Staying cool when things heat up
Whether you’re in an indoor cycling class or at home on your trainer, riding indoors is a very hot and sweaty endeavor, which is one of the key issues Shimano set out to address with the IC5 shoes. They appear to have borrowed heavily from triathlon shoes to do it.
Given that you start the bike leg of a triathlon after the swim, you’re typically a bit damp and tri shoes have been designed with wet feet in mind. The IC5 shoes are similar in that the upper is made from a highly breathable, and quick-drying mesh. Again, like tri shoes, these shoes can comfortably be worn without socks. And while it feels a little off to wear cycling shoes without socks, I found it made a small difference in how hot my feet felt, while on the trainer. Point a fan at your feet and you’ll notice the shoes’ ventilation.
And, because they’re designed to be worn without socks, they have a sock-like design of their own. Using the pull tabs on the top and heal, you’ll slide these shoes on, just like a pair of socks. The soft upper has some stretch and give, making them comfortable for bare feet.
A single BOA L6 dial lets you easily adjust the fit, but rather than BOA’s usual nylon or steel cabling, the IC5 shoes use a textile lace that has a fair bit of elasticity. While that likely helps significantly with the price point, I do wonder about the longevity and durability of that material choice, and if constant tightening will decrease the life or durability of the lace.
Walk with confidence
In order to improve walkability, Shimano provided a recessed cleat channel and added a grippy rubber layer to the entire length of the sole. Admittedly, I haven’t been to any gyms recently, and most of my house is carpeted, but walking around my kitchen, the rubber sole feels grippier than many of the materials I’ve experienced on mountain bike shoe treads. The cleat recess is adequate, preventing you from walking directly on the cleat, skating across hard surfaces, and scratching up the flooring. And, just like your mountain bike shoes, the recess in the sole easily allows the cleat to interface with your pedal.

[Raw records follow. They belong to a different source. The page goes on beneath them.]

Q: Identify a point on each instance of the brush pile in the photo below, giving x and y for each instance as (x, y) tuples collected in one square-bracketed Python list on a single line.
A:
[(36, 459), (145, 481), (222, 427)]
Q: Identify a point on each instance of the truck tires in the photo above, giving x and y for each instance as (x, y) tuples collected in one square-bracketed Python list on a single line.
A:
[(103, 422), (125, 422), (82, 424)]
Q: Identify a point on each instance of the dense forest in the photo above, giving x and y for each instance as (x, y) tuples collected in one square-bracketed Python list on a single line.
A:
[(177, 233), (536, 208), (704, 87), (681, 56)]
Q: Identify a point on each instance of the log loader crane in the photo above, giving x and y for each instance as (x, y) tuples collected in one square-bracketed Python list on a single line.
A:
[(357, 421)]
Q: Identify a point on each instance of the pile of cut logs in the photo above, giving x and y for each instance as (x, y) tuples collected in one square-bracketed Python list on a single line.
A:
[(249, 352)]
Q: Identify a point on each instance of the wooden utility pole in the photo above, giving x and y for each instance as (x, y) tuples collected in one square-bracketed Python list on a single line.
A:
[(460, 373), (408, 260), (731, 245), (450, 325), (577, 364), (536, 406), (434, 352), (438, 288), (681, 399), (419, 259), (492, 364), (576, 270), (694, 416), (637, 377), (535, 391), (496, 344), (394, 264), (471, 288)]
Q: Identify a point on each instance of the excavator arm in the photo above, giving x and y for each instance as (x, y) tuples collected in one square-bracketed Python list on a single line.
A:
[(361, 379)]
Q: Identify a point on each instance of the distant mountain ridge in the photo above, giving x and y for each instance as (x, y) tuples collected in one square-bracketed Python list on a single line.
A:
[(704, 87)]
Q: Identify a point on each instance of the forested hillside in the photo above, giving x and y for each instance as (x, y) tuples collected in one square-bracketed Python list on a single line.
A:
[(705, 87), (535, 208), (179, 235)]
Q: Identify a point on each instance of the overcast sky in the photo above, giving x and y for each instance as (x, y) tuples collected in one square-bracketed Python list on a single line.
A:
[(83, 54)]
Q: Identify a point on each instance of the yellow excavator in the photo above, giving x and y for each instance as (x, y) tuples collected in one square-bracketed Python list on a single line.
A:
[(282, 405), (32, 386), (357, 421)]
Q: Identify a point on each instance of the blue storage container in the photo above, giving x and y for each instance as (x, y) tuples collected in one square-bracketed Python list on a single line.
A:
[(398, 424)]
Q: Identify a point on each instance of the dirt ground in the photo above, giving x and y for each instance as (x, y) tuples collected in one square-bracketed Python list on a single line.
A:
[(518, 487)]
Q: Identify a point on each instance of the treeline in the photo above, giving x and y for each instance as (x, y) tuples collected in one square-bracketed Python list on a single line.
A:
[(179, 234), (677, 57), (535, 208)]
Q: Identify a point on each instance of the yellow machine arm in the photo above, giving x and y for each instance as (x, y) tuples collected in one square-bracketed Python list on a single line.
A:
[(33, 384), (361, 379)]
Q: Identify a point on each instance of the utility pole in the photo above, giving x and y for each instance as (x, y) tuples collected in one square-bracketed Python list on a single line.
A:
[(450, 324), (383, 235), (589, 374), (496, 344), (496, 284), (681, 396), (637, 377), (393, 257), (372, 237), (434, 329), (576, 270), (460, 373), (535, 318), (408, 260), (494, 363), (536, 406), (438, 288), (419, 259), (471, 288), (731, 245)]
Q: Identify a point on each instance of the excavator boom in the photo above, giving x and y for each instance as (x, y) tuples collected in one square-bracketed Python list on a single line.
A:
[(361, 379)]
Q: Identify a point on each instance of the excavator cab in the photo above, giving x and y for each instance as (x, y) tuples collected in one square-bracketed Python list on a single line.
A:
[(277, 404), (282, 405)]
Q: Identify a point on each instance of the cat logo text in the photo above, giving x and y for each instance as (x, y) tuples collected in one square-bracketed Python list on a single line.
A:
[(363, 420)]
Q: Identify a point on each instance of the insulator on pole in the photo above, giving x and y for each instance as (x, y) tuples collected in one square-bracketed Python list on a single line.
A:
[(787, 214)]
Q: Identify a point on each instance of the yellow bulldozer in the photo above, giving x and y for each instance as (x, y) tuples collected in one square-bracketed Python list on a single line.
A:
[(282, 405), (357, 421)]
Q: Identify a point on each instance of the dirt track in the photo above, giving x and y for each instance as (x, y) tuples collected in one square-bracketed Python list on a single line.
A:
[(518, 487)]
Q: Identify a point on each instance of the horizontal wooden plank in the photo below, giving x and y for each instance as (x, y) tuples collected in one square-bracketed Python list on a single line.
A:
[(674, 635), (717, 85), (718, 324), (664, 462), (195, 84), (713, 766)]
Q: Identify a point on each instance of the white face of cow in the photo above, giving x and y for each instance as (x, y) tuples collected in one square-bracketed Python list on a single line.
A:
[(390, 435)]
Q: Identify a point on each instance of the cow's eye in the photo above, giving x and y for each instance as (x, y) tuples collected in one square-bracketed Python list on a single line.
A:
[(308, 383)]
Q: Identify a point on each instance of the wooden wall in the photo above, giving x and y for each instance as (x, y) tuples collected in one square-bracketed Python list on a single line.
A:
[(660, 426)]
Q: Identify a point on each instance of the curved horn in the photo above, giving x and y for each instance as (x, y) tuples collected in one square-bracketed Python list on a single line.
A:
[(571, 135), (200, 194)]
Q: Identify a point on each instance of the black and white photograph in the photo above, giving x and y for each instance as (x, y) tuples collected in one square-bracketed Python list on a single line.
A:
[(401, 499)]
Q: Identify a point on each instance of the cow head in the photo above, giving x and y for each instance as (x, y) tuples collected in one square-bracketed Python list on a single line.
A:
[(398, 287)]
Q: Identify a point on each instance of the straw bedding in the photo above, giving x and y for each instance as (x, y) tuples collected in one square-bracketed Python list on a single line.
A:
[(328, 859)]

In addition to a tacky rubber sole, the shoes also have a fair amount of flex that makes them more comfortable for walking around. Of course, this is an off-the-bike benefit while also an on-the-bike drawback. Shimano rates the IC5 stiffness as 5 out of 12; this is their own internal rating system, but it shows that even they aren’t trying to sell it as a particularly stiff, high-performance shoe. The midsole has a glass fiber reinforced nylon plate for power transfer which I found to be noticeably flexy while pedaling. I don’t produce power, but during hard efforts I could feel the midsole give slightly around my SPD pedal. For hour-long efforts, this wasn’t a big deal, but after an hour-and-half, I started to notice hot spots developing. It’s possible playing with cleat placement a bit would alleviate some of that, but I think some of this is just inherent with a less-stiff sole.
This shoe is focused on a very specific audience. It uses Shimano’s women’s specific Dynalast platform, and comes in sizes 36 – 44. Notably, Shimano doesn’t currently offer a men’s version. The IC5 shoes seem to be the company’s attempt at dipping its toe into the indoor cycling scene by focusing on women attending spin classes. While reaching out to new customers is a great thing, offering a shoe with relatively low pedaling performance in only a women’s version seems poorly thought out, and harkens back to a time in cycling’s not-so-distant past where it was standard practice to give women second-tier products.
I see a practical argument for this decision: indoor cycling has a high percentage of female participants, many of whom do not ride outside. These shoes serve as a bridge to that (potential) customer. However, it ignores the growing popularity of virtual riding spaces at all levels of cycling, which seems like a missed opportunity. The IC5 shoes are unquestionably a performance improvement from pedaling in sneakers, and are certainly more breathable than your average cycling shoe. Let’s hope Shimano has both a wider size range planned, and also a more performance-oriented shoe coming down the pike.